Try to describe them with as much detail as you can, based on
your knowledge of your product or service. Rope family and friends
into visualization exercises ("Describe the typical person who'll
hire me to paint the kitchen floor to look like marble...") to get
different perspectives-the more, the better.
Here are some questions to get you started:
- Are your target customers male or female?
- How old are they?
- Where do they live? Is geography a limiting factor for any
reason?
- What do they do for a living?
- How much money do they make? This is most significant if you're
selling relatively expensive or luxury items. Most people can
afford a carob bar. You can't say the same of custom murals.
- What other aspects of their lives matter? If you're launching a
roof-tiling service, your target customers probably own their
homes.
Once upon a time, business owners thought it was enough to
market their products or services to "18- to 49-year olds." Those
days are a thing of the past. Because the consumer marketplace has
become so differentiated, it's a misconception to talk about the
marketplace in any kind of general way anymore. Now, you have to
decide whether to market to socioeconomic status or to gender or to
region or to lifestyle or to technological sophistication. There's
no end to the number of different ways you can slice the pie.
Further complicating matters, age no longer means what it used
to. Fifty-year-old baby boomers prefer rock 'n' roll to Geritol;
30-year-olds may still be living with their parents. People now
repeat stages and recycle their lives. You can have two men who are
64 years old, and one is retired and driving around in a Winnebago,
and the other is just remarried with a toddler in his house.

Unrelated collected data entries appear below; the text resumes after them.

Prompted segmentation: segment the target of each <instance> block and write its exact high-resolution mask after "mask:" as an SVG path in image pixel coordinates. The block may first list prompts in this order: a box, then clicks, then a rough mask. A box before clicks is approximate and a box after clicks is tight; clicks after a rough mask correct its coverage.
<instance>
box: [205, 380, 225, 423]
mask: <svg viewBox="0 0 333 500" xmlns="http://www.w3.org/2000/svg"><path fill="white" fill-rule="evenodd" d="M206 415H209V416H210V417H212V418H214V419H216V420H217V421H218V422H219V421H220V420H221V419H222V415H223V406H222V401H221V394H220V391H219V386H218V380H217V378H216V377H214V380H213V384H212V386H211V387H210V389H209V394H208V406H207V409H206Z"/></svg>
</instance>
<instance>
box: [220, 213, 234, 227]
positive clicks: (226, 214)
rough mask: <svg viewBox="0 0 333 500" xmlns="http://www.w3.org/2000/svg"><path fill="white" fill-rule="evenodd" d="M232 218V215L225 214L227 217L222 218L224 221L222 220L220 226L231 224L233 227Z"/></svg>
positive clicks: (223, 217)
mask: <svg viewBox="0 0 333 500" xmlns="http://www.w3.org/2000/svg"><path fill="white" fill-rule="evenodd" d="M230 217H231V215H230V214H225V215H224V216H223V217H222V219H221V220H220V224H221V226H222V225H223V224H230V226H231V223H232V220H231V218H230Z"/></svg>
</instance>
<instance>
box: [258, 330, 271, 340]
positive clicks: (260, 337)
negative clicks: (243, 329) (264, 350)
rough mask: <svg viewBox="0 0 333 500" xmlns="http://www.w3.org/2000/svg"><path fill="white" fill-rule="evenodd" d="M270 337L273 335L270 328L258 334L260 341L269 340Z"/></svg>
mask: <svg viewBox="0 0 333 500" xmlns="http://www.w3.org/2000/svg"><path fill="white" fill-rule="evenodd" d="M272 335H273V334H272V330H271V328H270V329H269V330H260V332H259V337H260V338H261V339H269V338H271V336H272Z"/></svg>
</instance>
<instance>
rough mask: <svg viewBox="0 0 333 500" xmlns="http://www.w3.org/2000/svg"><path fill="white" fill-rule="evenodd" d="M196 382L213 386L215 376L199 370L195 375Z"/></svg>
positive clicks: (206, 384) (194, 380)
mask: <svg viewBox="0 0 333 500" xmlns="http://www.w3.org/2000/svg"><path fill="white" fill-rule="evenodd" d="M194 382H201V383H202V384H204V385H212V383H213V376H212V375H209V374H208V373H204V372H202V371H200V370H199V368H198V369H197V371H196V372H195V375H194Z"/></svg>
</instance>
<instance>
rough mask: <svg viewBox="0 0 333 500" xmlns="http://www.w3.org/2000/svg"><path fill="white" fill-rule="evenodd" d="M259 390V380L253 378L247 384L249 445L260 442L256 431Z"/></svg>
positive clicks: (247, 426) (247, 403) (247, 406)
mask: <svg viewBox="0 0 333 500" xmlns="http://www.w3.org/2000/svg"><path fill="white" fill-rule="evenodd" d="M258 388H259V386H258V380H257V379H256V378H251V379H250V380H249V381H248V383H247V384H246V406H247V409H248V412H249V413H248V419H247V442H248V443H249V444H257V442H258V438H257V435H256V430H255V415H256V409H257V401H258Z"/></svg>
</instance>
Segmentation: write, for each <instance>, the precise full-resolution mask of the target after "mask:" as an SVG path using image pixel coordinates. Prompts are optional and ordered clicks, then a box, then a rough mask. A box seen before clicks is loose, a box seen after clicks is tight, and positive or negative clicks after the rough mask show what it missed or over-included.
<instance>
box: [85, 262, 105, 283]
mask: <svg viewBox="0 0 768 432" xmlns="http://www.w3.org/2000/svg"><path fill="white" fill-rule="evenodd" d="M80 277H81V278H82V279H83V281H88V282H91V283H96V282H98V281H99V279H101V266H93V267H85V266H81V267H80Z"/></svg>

Generational marketing, which defines consumers not just by age,
but also by social, economic, demographic and psychological
factors, has been used since the early 80s to give a more accurate
picture of the target consumer.
A newer twist is cohort marketing, which studies groups of
people who underwent the same experiences during their formative
years. This leads them to form a bond and behave differently from
people in different cohorts, even when they're similar in age. For
instance, people who were young adults in the 50s behave
differently from people who came of age during the tumultuous 60s,
even though they're close in age.
To get an even narrower reading, some entrepreneurs combine
cohort or generational marketing with life stages, or what people
are doing at a certain time in life (getting married, having
children, retiring) and physiographics, or physical conditions
related to age (nearsightedness, arthritis, menopause).
Today's consumers are more marketing-savvy than ever before and
don't like to be "lumped" with others--so be sure you understand
your target market. While pinpointing your market so narrowly takes
a little extra effort, entrepreneurs who aim at a small target are
far more likely to make a direct hit.